Less than an hour after the close of last weekend’s conference of Black Lives Matter activists, attendees were pepper-sprayed by a Cleveland transit police officer while they were protesting the arrest of a 14-year-old boy.
The Movement for Black Lives (M4BL) Convening at Cleveland State University brought together more than 1,000 activists and organizers from across the U.S., and even from other countries. Nearly one year after the death of Michael Brown in Ferguson, the goal of the convening was to provide a space for the activists to mourn the loss of those killed by police, to show support for one another, to demonstrate pride in their community, and to begin developing a strategy for a movement that had burgeoned exponentially during that time.
(More after the flip)
There are conflicting reports over why the 14-year-old had been detained—some witnesses said it was over an alleged open container at a bus stop, and that the teen was thrown to the ground and handcuffed. Protesting the arrest, M4BL attendees crowded around the police cars, demanding the teenager be released and removed from handcuffs. The pepper spray used against the peaceful protesters was an unfortunate validation of the weekend’s message.
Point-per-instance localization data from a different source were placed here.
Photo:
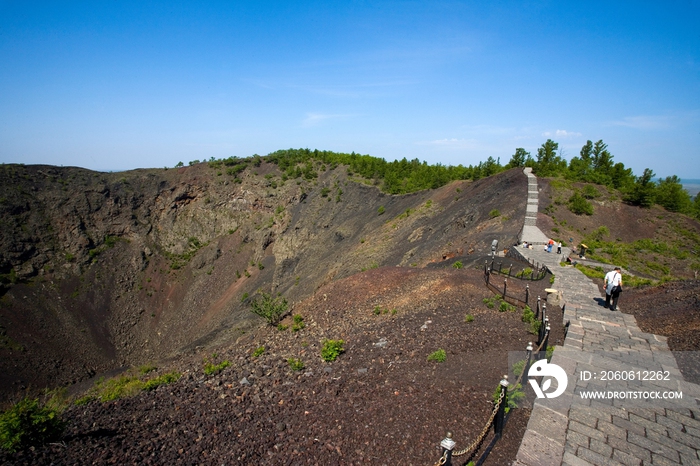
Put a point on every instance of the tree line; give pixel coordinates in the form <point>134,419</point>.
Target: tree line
<point>594,164</point>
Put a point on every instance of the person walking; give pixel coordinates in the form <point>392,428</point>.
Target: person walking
<point>613,288</point>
Nonetheless, their protest ultimately compelled the police to release the teenager—an affirmation of the Black Lives Matter activists’ belief in the efficacy of their actions. And if the past weekend and events like the protest at Netroots Nation the weekend before are any indication, those activists are showing no signs of slowing down.
“We’re not going to shut up.”
On July 18 in Phoenix, a group of activists at Netroots Nation interrupted a presidential forum with Democratic candidates Martin O’Malley and Bernie Sanders. Calling on the candidates to offer substantive policy solutions for addressing police brutality, the women protesters shouted, “Say her name!”—a reference to all the black women killed by police, including Sandra Bland, who had been pulled over the week before for a minor traffic infraction and then died while in police custody.
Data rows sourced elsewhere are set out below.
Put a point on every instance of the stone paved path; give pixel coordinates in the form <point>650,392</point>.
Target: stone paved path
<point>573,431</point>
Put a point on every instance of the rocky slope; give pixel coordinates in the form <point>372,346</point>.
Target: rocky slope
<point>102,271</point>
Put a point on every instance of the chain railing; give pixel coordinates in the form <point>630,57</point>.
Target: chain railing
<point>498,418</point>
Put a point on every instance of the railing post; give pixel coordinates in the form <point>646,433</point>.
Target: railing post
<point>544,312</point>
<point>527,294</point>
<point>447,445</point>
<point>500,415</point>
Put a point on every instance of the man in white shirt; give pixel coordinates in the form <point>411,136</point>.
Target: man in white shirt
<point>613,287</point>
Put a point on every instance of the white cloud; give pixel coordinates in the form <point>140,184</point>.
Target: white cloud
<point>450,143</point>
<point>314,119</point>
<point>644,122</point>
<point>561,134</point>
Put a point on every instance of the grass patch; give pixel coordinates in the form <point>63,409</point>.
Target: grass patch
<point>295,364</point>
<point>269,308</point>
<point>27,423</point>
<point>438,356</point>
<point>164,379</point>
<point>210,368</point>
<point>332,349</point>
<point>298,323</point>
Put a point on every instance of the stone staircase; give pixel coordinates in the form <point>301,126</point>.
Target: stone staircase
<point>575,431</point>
They were voicing a common concern among many black progressives: The Democratic Party was taking their votes for granted.
Opal Tometi, one of the founders of Black Lives Matter, had helped plan the Netroots action. “We were really concerned that [violence against black citizens] wasn’t even part of the mainstream conversation at this large, progressive convening,” Tometi told the Prospect. “We know that it’s happening to black women and black men, and we can’t imagine that we live in a day and age where our progressive community isn’t taking on these issues of racial justice.”
“I couldn’t imagine that we’d have this type of platform and opportunity and space and not take advantage of it,” she added. “We had to do something.”
drew the disapproval of a fair number of white progressives, who insisted the protest was unnecessary, disrespectful, or even ineffectual. But if the shifts of the Democratic campaigns in the week and a half since are any indication, those protesters’ seizing of the stage seems to have worked.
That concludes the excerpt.